Barrel toroid magnet fully charged to nominal field, and it works!
1 December 2006 | By
After a few weeks of testing up to intermediate currents, finally, on Thursday evening November 9, the current in the Barrel Toroid was pushed up to its nominal value of 20500 A and even 500 A beyond this value to prove that we have some margin. It went surprisingly well. Of course, the 8 coils forming the toroid were already tested individually at the surface but still, some surprise may have come from those parts added to the toroid in the cavern for the first time like the 8 cryoring sections linking the coils as well as the valve box at the bottom in sector 13 regulating the helium flow or the current lead cryostat on the top in sector 5. No training quenches, nothing to worry about, and the test was concluded with a fast dump triggered at 00:40 in the very early morning of November 10.
Big relief was in the air, making people thirsty and after some moments of disbelief, many bottles of champagne showed up. By far the nicest one was offered by our magnetic field user Laurent Chevalier who was well prepared and apparently confident about the result. His ATLAS champagne specially bottled for this event tasted best.

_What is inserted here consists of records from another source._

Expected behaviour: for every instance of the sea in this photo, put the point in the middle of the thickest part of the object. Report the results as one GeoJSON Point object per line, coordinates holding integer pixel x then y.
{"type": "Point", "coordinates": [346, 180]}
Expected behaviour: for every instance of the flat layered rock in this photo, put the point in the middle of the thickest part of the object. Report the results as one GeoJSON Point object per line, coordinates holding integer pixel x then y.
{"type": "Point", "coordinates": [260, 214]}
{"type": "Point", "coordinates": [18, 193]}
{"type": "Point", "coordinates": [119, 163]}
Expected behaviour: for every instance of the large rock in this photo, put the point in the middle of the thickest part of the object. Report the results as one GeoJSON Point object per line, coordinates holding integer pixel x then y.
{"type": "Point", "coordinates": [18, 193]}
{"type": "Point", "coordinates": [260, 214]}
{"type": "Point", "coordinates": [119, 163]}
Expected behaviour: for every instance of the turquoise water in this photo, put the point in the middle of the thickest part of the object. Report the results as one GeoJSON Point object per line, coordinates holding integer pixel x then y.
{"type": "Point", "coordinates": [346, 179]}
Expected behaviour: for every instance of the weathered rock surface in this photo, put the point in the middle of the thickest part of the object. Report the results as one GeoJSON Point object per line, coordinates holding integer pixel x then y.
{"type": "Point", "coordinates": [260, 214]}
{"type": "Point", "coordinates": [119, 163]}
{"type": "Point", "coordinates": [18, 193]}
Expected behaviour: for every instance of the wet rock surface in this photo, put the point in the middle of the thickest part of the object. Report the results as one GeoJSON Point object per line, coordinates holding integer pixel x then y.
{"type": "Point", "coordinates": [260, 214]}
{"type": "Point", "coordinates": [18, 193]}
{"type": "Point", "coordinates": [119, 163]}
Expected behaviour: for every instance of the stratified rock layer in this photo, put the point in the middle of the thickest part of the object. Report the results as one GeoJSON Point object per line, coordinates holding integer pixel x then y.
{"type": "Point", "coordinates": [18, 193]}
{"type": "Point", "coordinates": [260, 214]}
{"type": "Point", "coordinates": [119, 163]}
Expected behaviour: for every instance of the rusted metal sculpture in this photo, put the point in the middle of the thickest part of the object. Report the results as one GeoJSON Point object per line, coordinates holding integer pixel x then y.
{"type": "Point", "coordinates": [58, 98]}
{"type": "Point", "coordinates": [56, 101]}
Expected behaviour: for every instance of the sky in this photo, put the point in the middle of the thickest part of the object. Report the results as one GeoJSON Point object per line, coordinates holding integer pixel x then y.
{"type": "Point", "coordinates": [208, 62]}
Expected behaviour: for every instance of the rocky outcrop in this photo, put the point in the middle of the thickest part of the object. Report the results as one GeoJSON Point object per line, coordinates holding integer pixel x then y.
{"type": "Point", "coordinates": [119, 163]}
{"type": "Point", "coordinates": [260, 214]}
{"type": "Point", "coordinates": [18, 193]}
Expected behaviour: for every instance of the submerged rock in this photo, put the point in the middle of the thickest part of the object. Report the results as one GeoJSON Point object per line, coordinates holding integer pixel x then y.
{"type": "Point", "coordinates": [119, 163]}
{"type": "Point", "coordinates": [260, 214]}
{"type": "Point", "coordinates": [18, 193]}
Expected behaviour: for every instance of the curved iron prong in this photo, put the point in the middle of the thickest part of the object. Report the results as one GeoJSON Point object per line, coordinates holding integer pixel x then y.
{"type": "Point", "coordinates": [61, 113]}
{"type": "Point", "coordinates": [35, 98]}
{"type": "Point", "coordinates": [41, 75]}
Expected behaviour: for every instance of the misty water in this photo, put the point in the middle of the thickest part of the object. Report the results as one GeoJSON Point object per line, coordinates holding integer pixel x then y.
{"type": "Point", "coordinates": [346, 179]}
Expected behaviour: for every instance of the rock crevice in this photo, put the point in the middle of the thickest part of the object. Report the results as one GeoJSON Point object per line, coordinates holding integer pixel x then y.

After this successful first test at full current and recovery from the fast dump, which means cooling down again from 58 down to 4 K, the toroid was charged again in the weekend of 18-19 November. A duration test of the toroid during 35 hours (18 hours at full field) was completed by which the long term stability of power supply, cryogenics and controls were checked. On this occasion several detector groups tested their response to the magnetic field as well and the first beautiful curved traces were shown to us by the muon team working one floor below us to master their system as well.